Publication information
- Publisher: Image Comics
- First appearance: Youngblood Strikefile #1 (April 1993)
- Created by: Rob Liefeld

In-story information
- Alter ego: Gloriana Demeter
- Team affiliations: Allies Brigade
- Notable aliases: Gloria West
- Abilities: Super strength flight capability teleportation through reflective surfaces

= Glory (character) =

Glory is a comic book superheroine created by Rob Liefeld. She first appeared in Image Comics Youngblood Strikefile #1 (April 1993), and initially starred in books published by Liefeld's Extreme Studios, which was a partner studio of Image Comics, a publisher that Liefeld co-founded in 1992. Following Liefeld's departure from that publisher, the character went on to appear in books published by Liefeld's subsequent endeavor, Awesome Comics. A homage to Wonder Woman, Gloriana Demeter is a half-Amazonian, half-Demon warrior.

==Publication history==
===Rob Liefeld's version===
Glory is the result of an alliance between the Lady Demeter of the Amazonians and the demon Lord Silverfall of the Underworld. Raised in her mother's world and trained by the Amazonians, she emerged as their finest warrior. However, she also struggles to control the savagery which is her paternal gift/curse. Not at home in either Amazonia or the Underworld, Glorianna goes to the world of man, later encountering Warrior Nun Areala.

During World War II, Glorianna fights for the Allied forces against the Nazis, alongside Supreme. For a time she works with Die-Hard and SuperPatriot as the team called 'Allies'. She is part of the second and third Brigade teams with other superheroes.

===Alan Moore's version===
Writer Alan Moore joined Image after leaving DC Comics and spending a period of time working for independent companies. As he did on other Liefeld works like Supreme and Youngblood, Moore relaunched Glory in March 1999 under the Awesome Comics line. Blending mythology, adventure, and romance to the superheroine much as he would shortly do in his subsequent series for ABC Comics, Promethea.

In the retooling, Glory takes on a human identity by a waitress named "Gloria West", in order to experience humanity. Only one issue was published (#0) but was eventually republished with two additional issues for Avatar Press in 2001. This version also had an extended backstory, once supervising a team called 'Danger Damsels' decades ago.

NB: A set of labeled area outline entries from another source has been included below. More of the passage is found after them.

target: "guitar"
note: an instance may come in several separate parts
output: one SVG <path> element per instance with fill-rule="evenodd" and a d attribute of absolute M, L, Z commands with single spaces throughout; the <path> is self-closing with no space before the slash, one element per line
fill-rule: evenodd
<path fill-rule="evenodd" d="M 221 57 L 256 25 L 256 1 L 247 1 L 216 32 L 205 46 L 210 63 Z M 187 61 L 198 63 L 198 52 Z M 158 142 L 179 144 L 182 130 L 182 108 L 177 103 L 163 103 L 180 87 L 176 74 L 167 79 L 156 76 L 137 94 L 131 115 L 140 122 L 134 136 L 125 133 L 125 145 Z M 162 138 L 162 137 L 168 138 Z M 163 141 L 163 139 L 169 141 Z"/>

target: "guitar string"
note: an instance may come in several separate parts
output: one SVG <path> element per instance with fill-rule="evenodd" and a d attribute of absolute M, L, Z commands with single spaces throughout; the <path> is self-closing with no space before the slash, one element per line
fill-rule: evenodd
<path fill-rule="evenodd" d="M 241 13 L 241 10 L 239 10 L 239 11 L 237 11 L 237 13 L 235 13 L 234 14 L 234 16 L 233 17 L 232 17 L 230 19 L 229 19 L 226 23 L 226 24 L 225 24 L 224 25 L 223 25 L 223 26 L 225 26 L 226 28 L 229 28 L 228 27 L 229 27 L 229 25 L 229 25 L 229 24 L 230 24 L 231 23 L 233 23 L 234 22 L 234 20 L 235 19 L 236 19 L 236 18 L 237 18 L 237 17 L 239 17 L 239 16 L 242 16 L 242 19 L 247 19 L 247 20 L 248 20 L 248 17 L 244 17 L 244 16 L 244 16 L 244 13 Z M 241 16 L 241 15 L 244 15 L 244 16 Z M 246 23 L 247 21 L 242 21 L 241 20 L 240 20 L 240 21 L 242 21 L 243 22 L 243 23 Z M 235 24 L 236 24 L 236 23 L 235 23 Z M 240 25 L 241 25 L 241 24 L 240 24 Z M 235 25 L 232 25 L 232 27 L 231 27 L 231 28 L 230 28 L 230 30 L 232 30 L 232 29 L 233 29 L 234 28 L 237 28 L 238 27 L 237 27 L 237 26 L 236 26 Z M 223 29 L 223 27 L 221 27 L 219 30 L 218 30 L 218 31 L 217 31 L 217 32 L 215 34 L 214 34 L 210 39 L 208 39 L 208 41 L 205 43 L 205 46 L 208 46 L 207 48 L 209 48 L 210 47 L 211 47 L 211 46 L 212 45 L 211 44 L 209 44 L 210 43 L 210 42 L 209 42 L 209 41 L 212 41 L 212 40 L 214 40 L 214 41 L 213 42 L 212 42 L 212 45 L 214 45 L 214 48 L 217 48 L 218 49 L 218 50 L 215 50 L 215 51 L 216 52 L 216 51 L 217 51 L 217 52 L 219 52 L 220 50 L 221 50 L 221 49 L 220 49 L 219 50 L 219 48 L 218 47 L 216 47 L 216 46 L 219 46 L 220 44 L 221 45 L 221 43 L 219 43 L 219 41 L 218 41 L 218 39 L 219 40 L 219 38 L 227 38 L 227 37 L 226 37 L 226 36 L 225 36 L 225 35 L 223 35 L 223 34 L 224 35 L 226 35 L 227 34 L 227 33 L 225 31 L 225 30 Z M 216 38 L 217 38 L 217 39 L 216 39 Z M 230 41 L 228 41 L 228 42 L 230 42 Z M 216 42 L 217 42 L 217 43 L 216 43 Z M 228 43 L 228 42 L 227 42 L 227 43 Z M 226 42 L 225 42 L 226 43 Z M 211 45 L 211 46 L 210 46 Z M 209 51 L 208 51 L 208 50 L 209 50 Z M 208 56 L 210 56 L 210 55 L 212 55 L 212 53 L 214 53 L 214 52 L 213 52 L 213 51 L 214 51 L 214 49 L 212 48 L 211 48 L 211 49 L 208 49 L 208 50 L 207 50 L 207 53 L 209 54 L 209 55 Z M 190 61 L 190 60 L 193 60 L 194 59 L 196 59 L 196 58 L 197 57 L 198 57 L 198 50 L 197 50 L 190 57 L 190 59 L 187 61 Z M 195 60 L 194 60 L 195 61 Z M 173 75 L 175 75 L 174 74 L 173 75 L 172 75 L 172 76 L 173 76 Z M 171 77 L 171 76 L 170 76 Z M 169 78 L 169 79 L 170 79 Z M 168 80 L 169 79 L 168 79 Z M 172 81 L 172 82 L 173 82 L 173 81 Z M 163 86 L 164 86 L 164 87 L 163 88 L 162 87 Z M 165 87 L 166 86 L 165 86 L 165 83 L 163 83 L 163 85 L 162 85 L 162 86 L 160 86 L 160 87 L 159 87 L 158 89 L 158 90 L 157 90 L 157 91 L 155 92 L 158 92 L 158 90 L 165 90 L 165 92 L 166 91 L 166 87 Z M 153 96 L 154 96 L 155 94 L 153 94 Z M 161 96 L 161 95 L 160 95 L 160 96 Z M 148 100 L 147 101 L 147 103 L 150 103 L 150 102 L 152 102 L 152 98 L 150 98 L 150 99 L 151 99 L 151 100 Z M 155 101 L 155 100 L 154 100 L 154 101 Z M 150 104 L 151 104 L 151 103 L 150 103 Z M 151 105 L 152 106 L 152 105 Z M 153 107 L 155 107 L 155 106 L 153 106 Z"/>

===Joe Keatinge's version===
In 2012, Joe Keatinge was the writer for a relaunched Glory ongoing series with artist Sophie Campbell. The series was not renumbered and began with issue #23 and lasted until issue #34. Glory's history is retooled, establishing the Amazons and Demons as extraterrestrials. Glory was also redesigned to be an albino, more muscular and covered in battle scars.